Staff and patients are now taking part in the Love Activity Hate Exercise? campaign from the Chartered Society of Physiotherapy, which designed the programme to counter the negative feelings some people have about exercise.
A successor campaign to #EndPJparalysis – designed to get patients up, dressed and moving – Love Activity Hate Exercise? and the physiotherapists delivering it want to find the activities that will grab patients’ interest and keep them motivated.
Patient suggestions have now led to alternative activities being organised within the 36-bed hospital, which provides assessment and reablement for mainly older patients admitted following falls, fractures or surgery in Morriston and Singleton hospitals.
These range from doing a puzzle, to exercise to music classes, to gardening.
The idea is simple: patients who are up, dressed, active and engaging with staff and each other will get better quicker and will return home stronger and more able to look after themselves.
“We want to get them out of their bays and out of the hospital mentality,” said Catrin.
“Patients can lose their routine and their sense of themselves while they are in hospital.
“And if they stay in bed for longer than 72 hours their muscles start to weaken.

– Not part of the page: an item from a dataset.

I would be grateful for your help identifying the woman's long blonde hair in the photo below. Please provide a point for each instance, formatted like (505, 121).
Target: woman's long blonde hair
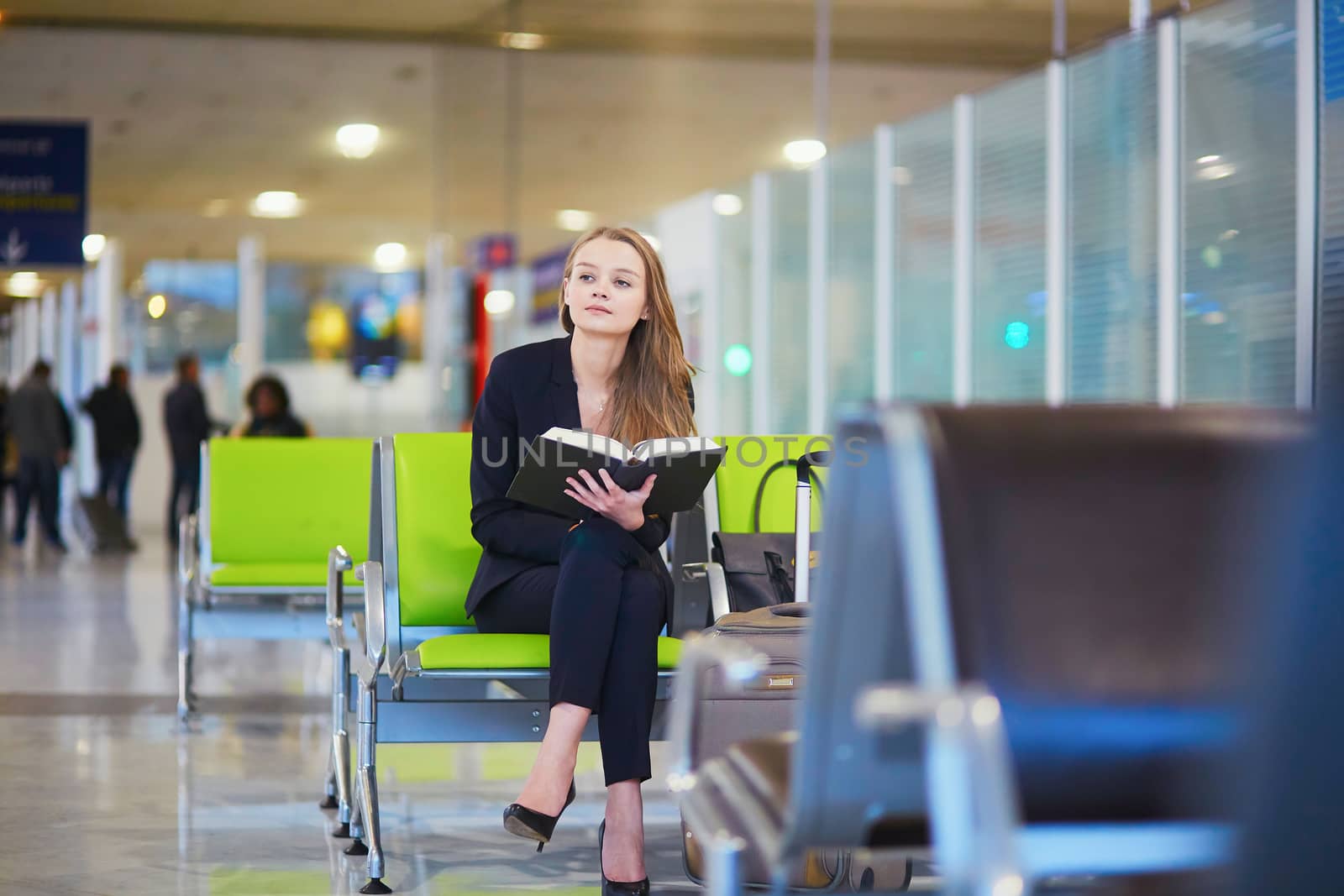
(651, 392)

After 10 days patients are completely deconditioned. They will have lost strength throughout their body. That could make a difference between them being up and active before to not being able to get out of bed. It affects some people so much that they can’t get to the chair or get to the toilet.
“The benefits of activity for the patient are that it keeps them healthier for longer, they have a better quality of life and are less reliant on the NHS and care workers.”
Margaret Davies, 84, from Swansea, is among the patients who have started looking after the hospital garden as part of Love Activity Hate Exercise?
Previously mobile, she has had a long hospital stay following an operation on her spine and is currently using a wheelchair.
“I was living independently before and I want to get back to that,” she said.
“I didn’t have carers or anything, but my family is very good.
“This campaign is good because it gets you out of the ward where it can be very boring.”
Rita Clarke, 63, from Swansea, suffers from chronic conditions and has had her left leg amputated due to ulcers.
But the keen gardener, who has grown fruit, veg and flowers all her life, is determined to retain her independence and has seized the opportunity to help out in the garden.
“If I am able to do an activity, I will do it. Gardening is my first choice,” she said.
“I am very determined. I won’t let anything stand in my way.”
The gardening group, who work from their wheelchairs, has weeded the large raised bed in the hospital garden and planted geraniums and celosia to add a splash of colour.
The work has given Ernest Harris, 72, the first chance to get outside in four months.
“This is the first time I have been out since the end of March,” he said.
“I’ve gardened all my life. It was my hobby.”
Isobel Morgan, 73, added: “On a beautiful day there’s nothing that we can appreciate more than a garden full of flowers.”
Catrin explained that support for patients does not stop once they leave hospital.
“There is an outreach service with the community physiotherapy service because while they might have practised getting up a step in hospital, they haven’t tried their step at home, so we will go out and support them to do that.
“We are saying to people that they don’t need to be in hospital to get better, you will do better in your own home and we can do that in a supportive way.”
Love Actvity Hate Exercise? is due to run until October 1, which is the International Day of Older Persons.